Rails in Lambda Concurrent Executions and Provisioned ExecutionsRails in Lambda Concurrent Executions and Provisioned Executions

Gradual Deployments

As mentioned in the Provisioned Concurrency section we use a simple DeploymentPreference value called AllAtOnce. When a deploy happens, Lambda will need to download your new ECR image before your application is initialized. In certain high traffic scenarios along with a potentially slow loading application, deploys can be a thundering herd effect causing your concurrency to spike and a small percentage of users having longer response times.

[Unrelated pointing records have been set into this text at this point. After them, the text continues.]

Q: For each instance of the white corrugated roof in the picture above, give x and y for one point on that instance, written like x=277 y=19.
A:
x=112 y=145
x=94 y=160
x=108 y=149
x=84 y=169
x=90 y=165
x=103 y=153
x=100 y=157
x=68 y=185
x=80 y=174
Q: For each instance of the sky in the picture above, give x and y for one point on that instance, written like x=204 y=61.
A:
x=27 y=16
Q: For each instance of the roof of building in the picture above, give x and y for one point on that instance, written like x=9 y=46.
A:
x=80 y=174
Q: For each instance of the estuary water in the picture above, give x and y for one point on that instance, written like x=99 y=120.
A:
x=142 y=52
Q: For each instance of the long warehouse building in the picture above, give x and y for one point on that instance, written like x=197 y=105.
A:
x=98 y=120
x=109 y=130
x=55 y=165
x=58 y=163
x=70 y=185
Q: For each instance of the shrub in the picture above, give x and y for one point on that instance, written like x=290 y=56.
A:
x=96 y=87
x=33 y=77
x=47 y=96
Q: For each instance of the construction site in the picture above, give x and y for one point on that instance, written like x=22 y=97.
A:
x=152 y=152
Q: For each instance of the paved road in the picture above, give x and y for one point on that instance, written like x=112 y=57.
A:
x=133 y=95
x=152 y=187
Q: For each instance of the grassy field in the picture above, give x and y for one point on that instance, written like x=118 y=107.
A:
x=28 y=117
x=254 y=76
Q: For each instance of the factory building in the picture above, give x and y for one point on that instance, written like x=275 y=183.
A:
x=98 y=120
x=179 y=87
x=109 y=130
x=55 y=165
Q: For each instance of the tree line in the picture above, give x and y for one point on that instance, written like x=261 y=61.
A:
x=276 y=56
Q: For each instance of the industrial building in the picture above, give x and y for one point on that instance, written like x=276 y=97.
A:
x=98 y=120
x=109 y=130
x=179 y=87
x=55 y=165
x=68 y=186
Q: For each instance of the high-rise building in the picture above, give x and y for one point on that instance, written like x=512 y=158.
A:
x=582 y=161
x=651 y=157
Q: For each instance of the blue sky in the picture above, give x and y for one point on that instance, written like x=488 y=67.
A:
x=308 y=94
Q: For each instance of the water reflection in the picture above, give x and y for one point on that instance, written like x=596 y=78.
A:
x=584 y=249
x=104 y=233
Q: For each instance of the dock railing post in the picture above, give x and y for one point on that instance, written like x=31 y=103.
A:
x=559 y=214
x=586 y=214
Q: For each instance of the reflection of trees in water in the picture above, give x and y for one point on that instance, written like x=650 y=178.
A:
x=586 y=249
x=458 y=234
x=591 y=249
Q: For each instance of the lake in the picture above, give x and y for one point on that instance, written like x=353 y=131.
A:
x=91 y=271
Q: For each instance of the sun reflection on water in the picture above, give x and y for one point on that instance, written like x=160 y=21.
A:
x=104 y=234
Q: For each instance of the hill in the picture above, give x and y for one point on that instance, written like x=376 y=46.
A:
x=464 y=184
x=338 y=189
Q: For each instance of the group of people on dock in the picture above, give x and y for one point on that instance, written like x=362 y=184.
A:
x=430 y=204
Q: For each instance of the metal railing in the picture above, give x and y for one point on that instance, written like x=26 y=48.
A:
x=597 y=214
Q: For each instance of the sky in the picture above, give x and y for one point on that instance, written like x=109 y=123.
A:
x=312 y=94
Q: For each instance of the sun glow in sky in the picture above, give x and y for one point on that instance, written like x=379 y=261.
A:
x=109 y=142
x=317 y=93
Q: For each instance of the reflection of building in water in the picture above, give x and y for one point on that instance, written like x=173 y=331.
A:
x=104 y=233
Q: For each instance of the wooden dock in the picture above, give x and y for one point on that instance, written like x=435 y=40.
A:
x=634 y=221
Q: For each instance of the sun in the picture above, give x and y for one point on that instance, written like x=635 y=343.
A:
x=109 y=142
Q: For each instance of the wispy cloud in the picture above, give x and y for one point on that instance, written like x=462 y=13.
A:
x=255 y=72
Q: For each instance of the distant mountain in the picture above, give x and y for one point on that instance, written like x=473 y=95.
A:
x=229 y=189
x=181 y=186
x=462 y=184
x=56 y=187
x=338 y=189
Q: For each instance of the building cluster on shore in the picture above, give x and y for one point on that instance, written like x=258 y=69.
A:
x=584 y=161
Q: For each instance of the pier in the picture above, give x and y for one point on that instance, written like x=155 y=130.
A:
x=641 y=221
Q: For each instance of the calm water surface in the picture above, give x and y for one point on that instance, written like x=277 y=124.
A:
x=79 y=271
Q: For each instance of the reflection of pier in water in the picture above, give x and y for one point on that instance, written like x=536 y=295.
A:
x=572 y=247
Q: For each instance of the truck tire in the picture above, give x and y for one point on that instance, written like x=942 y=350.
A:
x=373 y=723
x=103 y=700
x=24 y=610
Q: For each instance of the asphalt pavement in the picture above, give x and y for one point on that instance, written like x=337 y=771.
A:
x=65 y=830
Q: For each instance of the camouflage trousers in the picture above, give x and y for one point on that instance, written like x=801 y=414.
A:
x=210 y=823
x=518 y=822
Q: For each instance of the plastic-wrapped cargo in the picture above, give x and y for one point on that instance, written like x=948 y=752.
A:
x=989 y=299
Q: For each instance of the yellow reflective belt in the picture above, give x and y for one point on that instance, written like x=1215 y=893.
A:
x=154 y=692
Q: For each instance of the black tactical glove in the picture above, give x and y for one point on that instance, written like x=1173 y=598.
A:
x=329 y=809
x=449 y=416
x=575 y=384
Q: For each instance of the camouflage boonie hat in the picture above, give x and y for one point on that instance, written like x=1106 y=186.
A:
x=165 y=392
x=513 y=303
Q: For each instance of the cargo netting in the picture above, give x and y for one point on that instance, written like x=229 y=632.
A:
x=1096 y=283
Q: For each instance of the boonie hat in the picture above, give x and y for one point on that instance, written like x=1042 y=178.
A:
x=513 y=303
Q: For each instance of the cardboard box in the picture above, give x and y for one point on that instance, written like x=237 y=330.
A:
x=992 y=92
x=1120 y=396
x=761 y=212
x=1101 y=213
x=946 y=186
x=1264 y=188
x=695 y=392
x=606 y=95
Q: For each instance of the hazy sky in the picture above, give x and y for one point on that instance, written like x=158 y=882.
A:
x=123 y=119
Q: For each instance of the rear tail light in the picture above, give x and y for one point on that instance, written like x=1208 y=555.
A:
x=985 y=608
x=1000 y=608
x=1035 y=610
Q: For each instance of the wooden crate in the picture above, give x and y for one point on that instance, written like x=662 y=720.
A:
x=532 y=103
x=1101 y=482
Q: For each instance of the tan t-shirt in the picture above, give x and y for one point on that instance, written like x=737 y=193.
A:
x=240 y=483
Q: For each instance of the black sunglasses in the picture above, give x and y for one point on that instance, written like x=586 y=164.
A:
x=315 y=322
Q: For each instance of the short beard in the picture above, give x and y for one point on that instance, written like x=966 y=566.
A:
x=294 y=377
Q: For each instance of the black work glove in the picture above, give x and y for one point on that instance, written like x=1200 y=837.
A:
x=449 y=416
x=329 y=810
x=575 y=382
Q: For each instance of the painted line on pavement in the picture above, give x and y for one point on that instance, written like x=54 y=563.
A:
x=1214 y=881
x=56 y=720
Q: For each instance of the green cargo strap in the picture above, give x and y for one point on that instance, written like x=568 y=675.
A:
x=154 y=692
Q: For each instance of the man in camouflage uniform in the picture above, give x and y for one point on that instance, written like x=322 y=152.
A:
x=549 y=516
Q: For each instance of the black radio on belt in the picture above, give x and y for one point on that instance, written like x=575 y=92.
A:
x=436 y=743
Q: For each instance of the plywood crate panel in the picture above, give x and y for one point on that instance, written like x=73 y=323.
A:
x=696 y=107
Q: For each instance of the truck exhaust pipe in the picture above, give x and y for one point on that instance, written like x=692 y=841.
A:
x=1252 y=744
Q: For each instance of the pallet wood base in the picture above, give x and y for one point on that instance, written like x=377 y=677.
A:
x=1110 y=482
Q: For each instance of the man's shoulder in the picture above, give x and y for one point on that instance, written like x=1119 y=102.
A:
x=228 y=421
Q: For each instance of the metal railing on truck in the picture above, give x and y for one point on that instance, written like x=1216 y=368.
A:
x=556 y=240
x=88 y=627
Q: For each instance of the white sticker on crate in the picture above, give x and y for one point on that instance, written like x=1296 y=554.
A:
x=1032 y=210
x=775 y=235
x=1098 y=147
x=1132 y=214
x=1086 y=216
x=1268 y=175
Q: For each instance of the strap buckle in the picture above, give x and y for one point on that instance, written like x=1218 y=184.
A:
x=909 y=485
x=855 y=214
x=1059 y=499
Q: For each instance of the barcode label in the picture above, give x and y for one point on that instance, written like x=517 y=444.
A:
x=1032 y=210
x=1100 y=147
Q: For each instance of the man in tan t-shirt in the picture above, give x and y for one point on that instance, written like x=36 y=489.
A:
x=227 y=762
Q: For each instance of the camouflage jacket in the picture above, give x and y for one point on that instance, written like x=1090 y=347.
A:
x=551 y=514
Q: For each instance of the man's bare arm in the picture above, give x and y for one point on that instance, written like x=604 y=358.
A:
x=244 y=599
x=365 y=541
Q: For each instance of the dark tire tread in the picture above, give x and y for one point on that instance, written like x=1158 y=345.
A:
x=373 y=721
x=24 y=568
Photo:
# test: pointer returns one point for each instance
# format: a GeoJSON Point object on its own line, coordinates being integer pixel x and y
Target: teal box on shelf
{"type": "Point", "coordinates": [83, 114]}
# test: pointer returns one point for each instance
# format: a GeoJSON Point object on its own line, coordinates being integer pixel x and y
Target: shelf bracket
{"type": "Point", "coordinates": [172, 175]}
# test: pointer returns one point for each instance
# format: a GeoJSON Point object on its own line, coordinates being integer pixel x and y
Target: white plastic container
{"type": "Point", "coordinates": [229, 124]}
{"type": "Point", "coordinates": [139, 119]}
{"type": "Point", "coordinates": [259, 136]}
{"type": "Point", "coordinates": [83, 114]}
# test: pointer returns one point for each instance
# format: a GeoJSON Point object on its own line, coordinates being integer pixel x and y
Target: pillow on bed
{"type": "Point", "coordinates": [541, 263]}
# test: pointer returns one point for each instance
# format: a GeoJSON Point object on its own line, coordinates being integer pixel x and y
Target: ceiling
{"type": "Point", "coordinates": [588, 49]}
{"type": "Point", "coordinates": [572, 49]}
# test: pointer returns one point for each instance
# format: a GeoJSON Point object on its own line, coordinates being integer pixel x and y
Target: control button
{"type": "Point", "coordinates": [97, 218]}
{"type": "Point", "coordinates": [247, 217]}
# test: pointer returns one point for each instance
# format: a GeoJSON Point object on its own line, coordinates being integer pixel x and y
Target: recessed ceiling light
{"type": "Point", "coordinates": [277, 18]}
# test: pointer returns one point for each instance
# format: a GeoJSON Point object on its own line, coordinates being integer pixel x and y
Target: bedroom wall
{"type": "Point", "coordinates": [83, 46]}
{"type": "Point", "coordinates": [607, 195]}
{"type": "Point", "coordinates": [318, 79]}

Please see AWS' "Deploying serverless applications gradually" guide for full details but one way to soften this would be to roll out your new code in 10 minutes total via the Linear10PercentEvery1Minute deployment preference. This will automatically create a AWS CodeDeploy application and deployments for you. So cool!

Other Cold Start Factors

Most of these should be considered before using Provisioned Concurrency.

Client Connect Timeouts - Your Lambda application may be used by clients who have a low http open timeout. If this is the case, you may have to increase client timeouts, leverage provisioned concurrency, and/or reduce initialization time.

Update Ruby - New versions of Ruby typically boot and run faster. Since our cookiecutter project uses custom Ruby Ubuntu with Lambda containers, updating Ruby should be as easy as changing a few lines of code.

Memory & vCPU - It has been proposed that increased Memory/vCPU could reduce cold starts. We have not seen any evidence of this. For example, we recommend that Rails functions use 1792 for its MemorySize equal to 1 vCPU. Any lower would sacrifice response times. Tests showed that increasing this to 3008 equal to 2 vCPUs did nothing for a basic Rails application but cost more. However, if your function does concurrent work doing initialization, consider testing different values here.

Lazy DB/Resource Connections - Rails is really good at lazy loading database connections. This is important to keep the "Init" phase of the Lambda execution lifecycle quick and under 10s. This allows the first "Invoke" to connect to other resources. To keep init duration low, make sure your application does not eagerly connect to resources. Both ActiveRecord and Memcached w/Dalli are lazy loaded by default.

ActiveRecord Schema Cache - Commonly called Rails' best kept performance feature, the schema cache can help reduce first request response time after Rails is initialized. So it should not help the init time but it could very easily help the first invoke times.

Reduce Image Size - Sort of related to your Ruby version, always make sure that your ECR image is as small as possible. Lambda Containers supports up to 10GB for your image. There is no data on how much this could effect cold starts. So please share your stories.